Like a lot of folks, I’ve been messing about with the various AI image generators as they open up.
While at Google I got to play with language model work quite a bit, and we worked on a series of projects looking at AI tools as ‘thought partners’ – but mainly in the space of language with some multimodal components.
As a result perhaps – the things I find myself curious about are not so much the models or the outputs – but the interfaces to these generator systems and the way they might inspire different creative processes.

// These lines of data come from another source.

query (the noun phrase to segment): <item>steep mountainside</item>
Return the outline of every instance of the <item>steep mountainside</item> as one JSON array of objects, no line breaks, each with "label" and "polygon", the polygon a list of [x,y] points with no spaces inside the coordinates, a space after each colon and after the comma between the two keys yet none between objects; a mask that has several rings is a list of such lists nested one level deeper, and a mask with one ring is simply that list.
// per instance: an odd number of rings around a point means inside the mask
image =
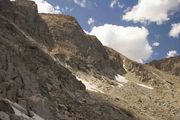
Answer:
[{"label": "steep mountainside", "polygon": [[74,17],[0,0],[2,120],[179,120],[178,64],[167,74],[136,63]]},{"label": "steep mountainside", "polygon": [[[82,81],[90,94],[140,120],[180,116],[180,78],[129,60],[86,35],[70,16],[41,14],[55,48],[50,54]],[[101,94],[99,94],[101,93]]]},{"label": "steep mountainside", "polygon": [[[55,41],[51,54],[73,68],[85,72],[98,71],[100,74],[113,78],[123,67],[111,66],[108,54],[95,36],[84,33],[75,18],[65,15],[41,14],[48,24]],[[95,73],[97,74],[97,73]]]},{"label": "steep mountainside", "polygon": [[180,56],[166,58],[163,60],[154,60],[149,65],[168,72],[169,74],[180,76]]},{"label": "steep mountainside", "polygon": [[133,119],[89,96],[55,61],[49,52],[53,39],[36,8],[26,0],[0,0],[0,119]]}]

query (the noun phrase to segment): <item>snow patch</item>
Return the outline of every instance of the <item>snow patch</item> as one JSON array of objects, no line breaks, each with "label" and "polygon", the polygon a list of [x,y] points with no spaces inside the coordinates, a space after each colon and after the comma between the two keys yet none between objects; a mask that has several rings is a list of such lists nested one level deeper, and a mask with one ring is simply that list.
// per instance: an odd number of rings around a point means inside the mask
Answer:
[{"label": "snow patch", "polygon": [[76,77],[76,79],[79,80],[79,81],[81,81],[81,82],[85,85],[85,87],[86,87],[87,90],[93,91],[93,92],[104,93],[104,92],[101,91],[97,86],[95,86],[95,85],[93,85],[93,84],[91,84],[91,83],[89,83],[89,82],[87,82],[87,81],[85,81],[85,80],[83,80],[83,79],[81,79],[81,78],[79,78],[79,77]]},{"label": "snow patch", "polygon": [[126,80],[125,77],[123,77],[123,76],[121,76],[121,75],[119,75],[119,74],[117,74],[117,75],[115,76],[115,80],[118,81],[118,82],[128,83],[128,80]]},{"label": "snow patch", "polygon": [[127,72],[128,70],[127,70],[127,68],[126,68],[126,65],[125,65],[125,59],[123,59],[123,68],[124,68],[124,70]]},{"label": "snow patch", "polygon": [[147,88],[147,89],[151,89],[151,90],[154,89],[153,87],[150,87],[150,86],[147,86],[147,85],[144,85],[144,84],[139,84],[139,83],[137,83],[137,85],[139,85],[139,86],[141,86],[141,87],[144,87],[144,88]]}]

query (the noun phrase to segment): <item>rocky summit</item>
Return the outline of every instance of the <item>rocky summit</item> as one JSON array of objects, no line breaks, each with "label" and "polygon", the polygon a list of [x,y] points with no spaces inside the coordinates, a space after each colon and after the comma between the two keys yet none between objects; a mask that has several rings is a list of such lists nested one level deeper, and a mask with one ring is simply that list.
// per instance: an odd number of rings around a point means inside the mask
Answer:
[{"label": "rocky summit", "polygon": [[76,19],[0,0],[0,120],[179,120],[179,57],[136,63]]}]

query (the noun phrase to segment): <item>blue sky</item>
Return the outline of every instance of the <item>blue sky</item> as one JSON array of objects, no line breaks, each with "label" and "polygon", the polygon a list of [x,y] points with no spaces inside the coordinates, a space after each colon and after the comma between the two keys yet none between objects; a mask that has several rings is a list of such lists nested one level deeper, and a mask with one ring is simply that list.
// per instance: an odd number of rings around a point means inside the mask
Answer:
[{"label": "blue sky", "polygon": [[[180,0],[152,1],[46,0],[54,10],[74,16],[88,34],[96,35],[104,45],[138,62],[180,54]],[[43,4],[38,7],[43,7]],[[137,40],[133,41],[133,38]]]}]

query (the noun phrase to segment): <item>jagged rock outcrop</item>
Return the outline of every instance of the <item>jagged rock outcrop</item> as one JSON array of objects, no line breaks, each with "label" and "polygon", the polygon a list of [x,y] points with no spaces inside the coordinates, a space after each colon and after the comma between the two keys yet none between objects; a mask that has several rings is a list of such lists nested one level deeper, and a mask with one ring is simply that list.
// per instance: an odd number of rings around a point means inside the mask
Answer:
[{"label": "jagged rock outcrop", "polygon": [[180,76],[180,56],[166,58],[162,60],[154,60],[149,65],[168,72],[169,74]]},{"label": "jagged rock outcrop", "polygon": [[86,35],[73,17],[41,17],[56,44],[50,54],[83,82],[91,96],[123,108],[139,120],[179,118],[178,77],[104,47],[96,37]]},{"label": "jagged rock outcrop", "polygon": [[122,66],[112,66],[108,53],[95,37],[84,33],[74,17],[66,15],[41,14],[48,24],[55,41],[51,54],[73,68],[94,72],[114,78],[123,74]]},{"label": "jagged rock outcrop", "polygon": [[[56,61],[50,52],[54,39],[34,2],[0,0],[0,31],[1,99],[46,120],[134,119],[121,108],[92,98],[82,82]],[[6,109],[11,111],[6,104],[0,109],[1,119],[25,120]]]}]

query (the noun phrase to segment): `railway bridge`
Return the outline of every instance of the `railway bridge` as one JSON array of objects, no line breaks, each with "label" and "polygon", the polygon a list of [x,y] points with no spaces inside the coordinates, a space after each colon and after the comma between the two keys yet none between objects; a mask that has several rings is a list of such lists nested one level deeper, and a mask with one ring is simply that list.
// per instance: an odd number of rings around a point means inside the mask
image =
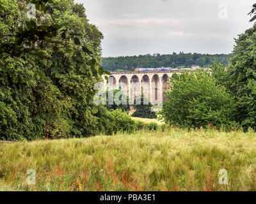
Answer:
[{"label": "railway bridge", "polygon": [[166,99],[164,92],[169,89],[169,78],[175,72],[180,71],[113,71],[111,75],[102,76],[102,89],[121,89],[132,101],[143,94],[153,105],[163,104]]}]

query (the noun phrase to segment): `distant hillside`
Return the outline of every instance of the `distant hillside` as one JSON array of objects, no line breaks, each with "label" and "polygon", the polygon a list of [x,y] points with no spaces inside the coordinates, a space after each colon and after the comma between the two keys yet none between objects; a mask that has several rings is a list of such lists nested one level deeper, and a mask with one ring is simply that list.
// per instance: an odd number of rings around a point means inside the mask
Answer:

For instance – Midjourney operates through a discord chat interface – reinforcing perhaps the notion that there is a personage at the other end crafting these things and sending them back to you in a chat. I found a turn-taking dynamic underlines play and iteration – creating an initially addictive experience despite the clunkyness of the UI. It feels like an infinite game. You’re also exposed (whether you like it or not…) to what others are producing – and the prompts they are using to do so.
Dall-e and Stable Diffusion via Dreamstudio have more of a ‘traditional’ tool UI, with a canvas where the prompt is rendered, that the user can tweak with various settings and sliders. It feels (to me) less open-ended – but more tunable, more open to ‘mastery’ as a useful tool.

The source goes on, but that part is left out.